5) The Searchers “Hearts In Their Eyes”

Another box set, this time more reasonably priced and with a nice mixture of A sides, B sides, album tracks, BBC sessions and unreleased songs. For me The Searchers were always at their charismatic best live and the BBC sessions are the nearest we have to that (along with their excellent Swedish live concerts released on CD ten years or so back) and the chance to hear some of the band’s rare solo singles (by Tony Jackson and Chris Curtis) plugs many a missing link in the band’s evolution. Admittedly 18 tracks from the band’s two albums from the late 70s when they were re-inventing themselves as a ‘new wave’ group are about 17 too many, but even these are quite rare these days and likely to have gone unheard by many Searchers fans. The real trouble with this set is that it’s taken so long to get right – we’ve had 25th, 30th, 35th and 40th anniversary sets before this one, each with only slightly running orders– and why is 2012 the Searchers’ 50th anniversary anyway? (Should this set have come out last year – or did they mean to release it in 2013, the 50th anniversary of Jackson joining the band?) Still, if you’re a newcomer, you can’t do better with a single purchase than this box set (I wonder if I can still trade in my others?...)

(Highlights to download - 'Since You Broke My Heart' 'No One Else Could Love Me' 'Goodbye My Love' 'Til I Met You' 'He's Got No Love' 'Umbrella Man' 'Vehevala')

5) The Kinks “At The BBC” (Deluxe Edition)

To be honest the 2CD set of Kinks BBC sessions (released in 2000) is heavy going for the most part and a good half hour to long – but well done to the Kinks/BBC lawyers for working out the copyright problems behind who owns what on this set and the band’s agreement to letting the fans hear them, warts and all, across 5 CDs and one DVD, is a brave move. The trouble with a set like this is that, being near complete, you get blooming sick of hearing almost identical versions of ‘You Really Got Me’ ‘Lola’ et al and for every good night where the Kinks are clearly on cracking form there’s another where they sound lost or bored. The DVD is also a bit of a let down, featuring mainly old TOTP sessions and music videos already available on several dozen Kinks official and unofficial sets along with a spiffing Old Grey Whistle Test from the 1970s that’s sadly incomplete (typically Kinks, the best songs from their ‘Sleepwalker’ era set aren’t here).
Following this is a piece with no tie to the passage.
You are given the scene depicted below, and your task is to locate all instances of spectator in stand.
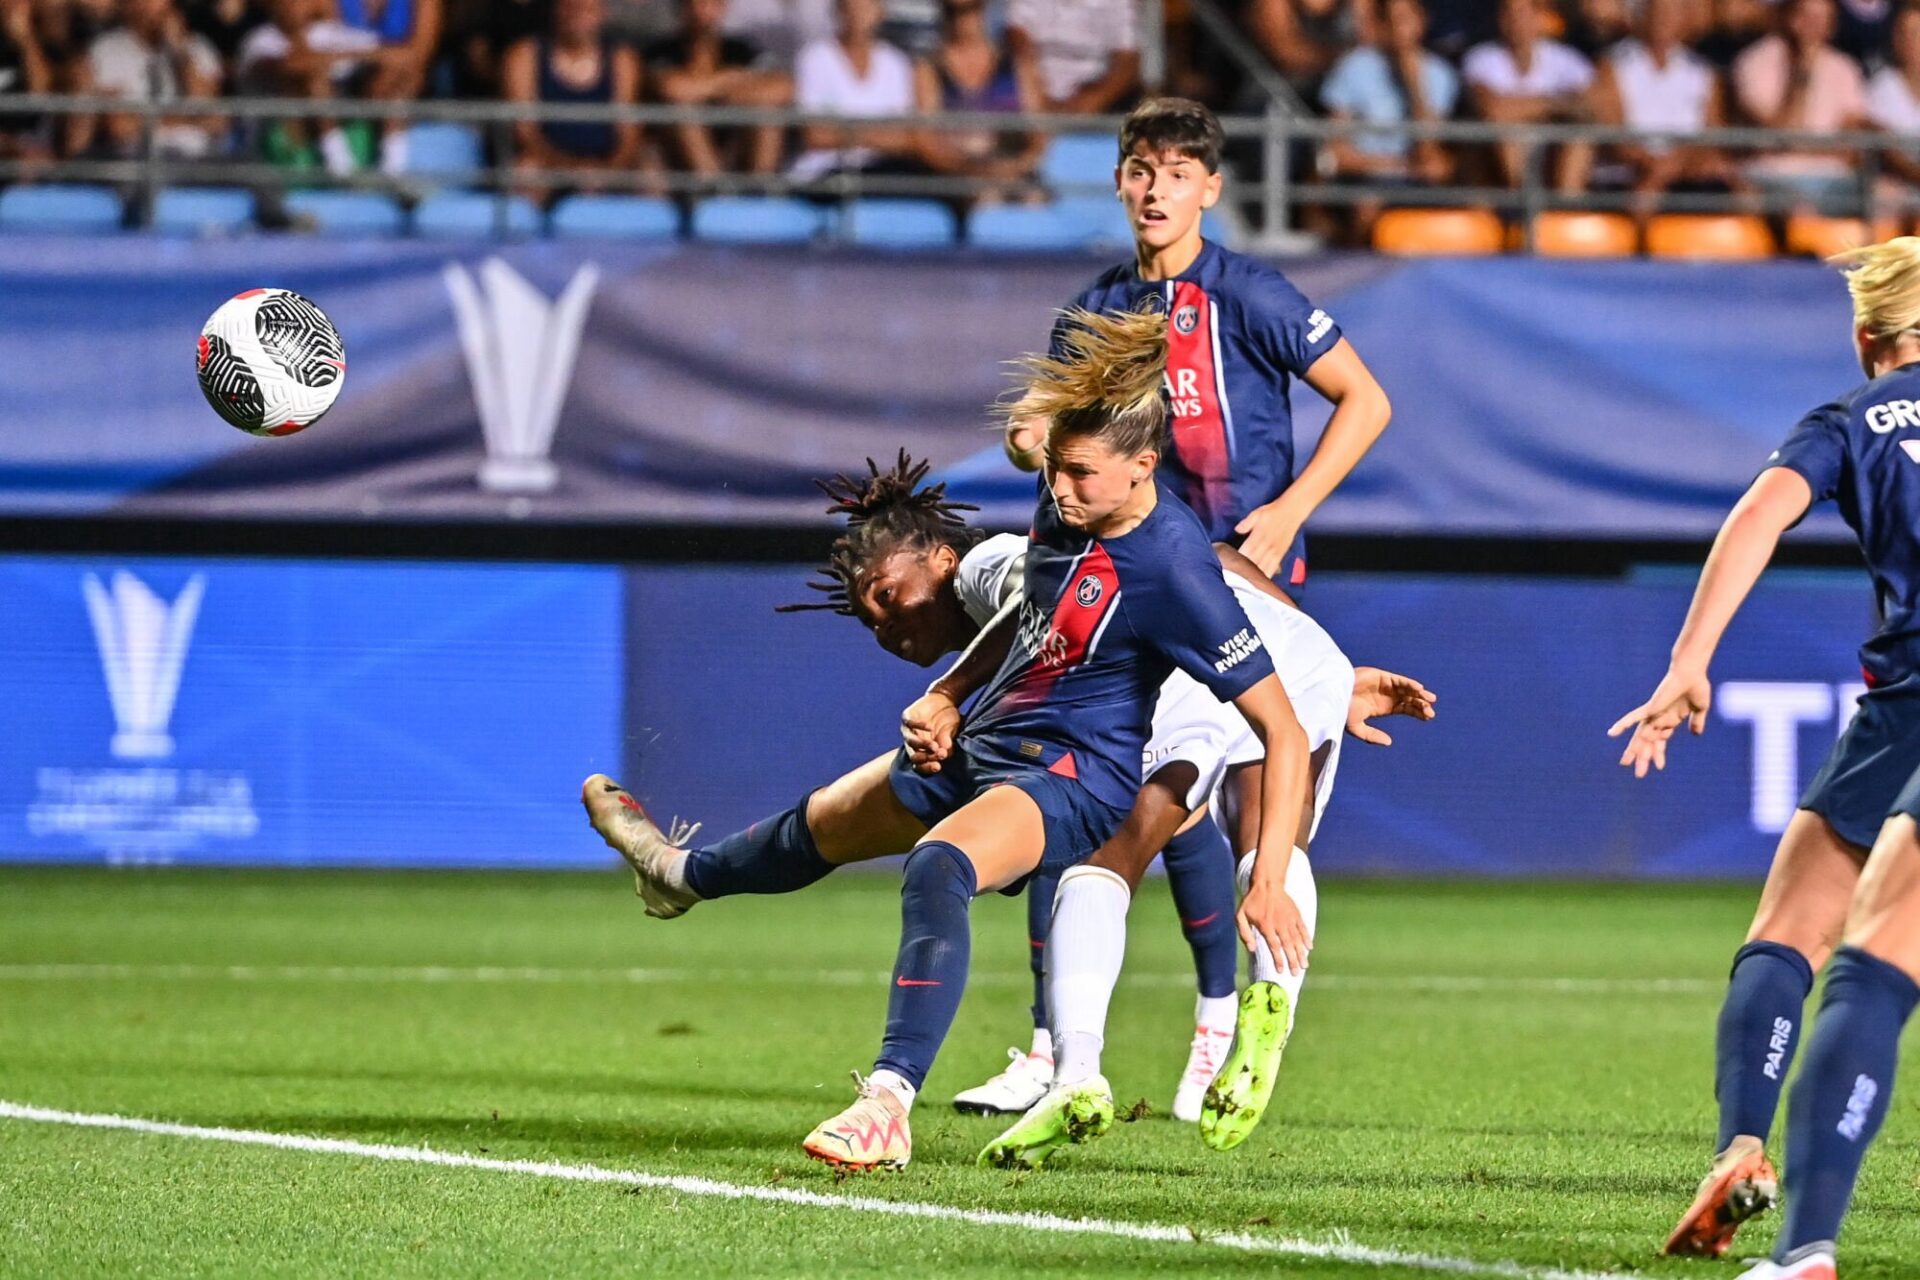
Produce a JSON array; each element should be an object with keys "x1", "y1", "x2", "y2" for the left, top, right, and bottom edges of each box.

There are enough nuggets spread across this set to keep fans going, however, including a band version of ‘This Strange Effect’ (a Ray Davies song given away), ‘Good Luck Charm’ (a Dave Davies cover unavailable on album), a gorgeous piano version of ‘Waterloo Sunset’ where that song never shimmered brighter, highlights from a rare ‘Preservation concert’ in 1974 that’s particularly charismatic, the Komplete and Inkredably Kracking ‘Kinks Kristmas Koncert’ from 1977 (its first official release despite being repeated endlessly on BBC6) and my favourite of all the band’s recordings ever, a punky no-holds barred on-the-edge version of Dave Davies’ ‘Love Me Till The Sun Shines’, played at twice the speed and ten times the intensity of the album version. All essential for Kinks fans, though the question remains – why wasn’t more of this stuff released 12 years ago to brighten up the rather dull 2 CD set and why was so much of that earlier set so bad compared to some of the gems on offer here?

Also nominated: Neil Young “Psychedelic Pill” (a Crazy Horse double that’s at least an hour too long but does have some of the old fire back), Mark Knopfler’s “Privateering” (the only AAA album to make the top 10 in the UK this year, not quite up to last album ‘Get Lucky’ but still a strong work) and Art Garfunkel’s “Songwriter” (a long awaited 2 disc compilation with two new tracks that digs deeper than usual and almost gets the track listing spot on; download ‘The Kid’ and ‘Mary Was An Only Child’ and you really do have the best Art Garfunkel performances to date).


Paul Simon “Under African Skies: The Graceland Tour”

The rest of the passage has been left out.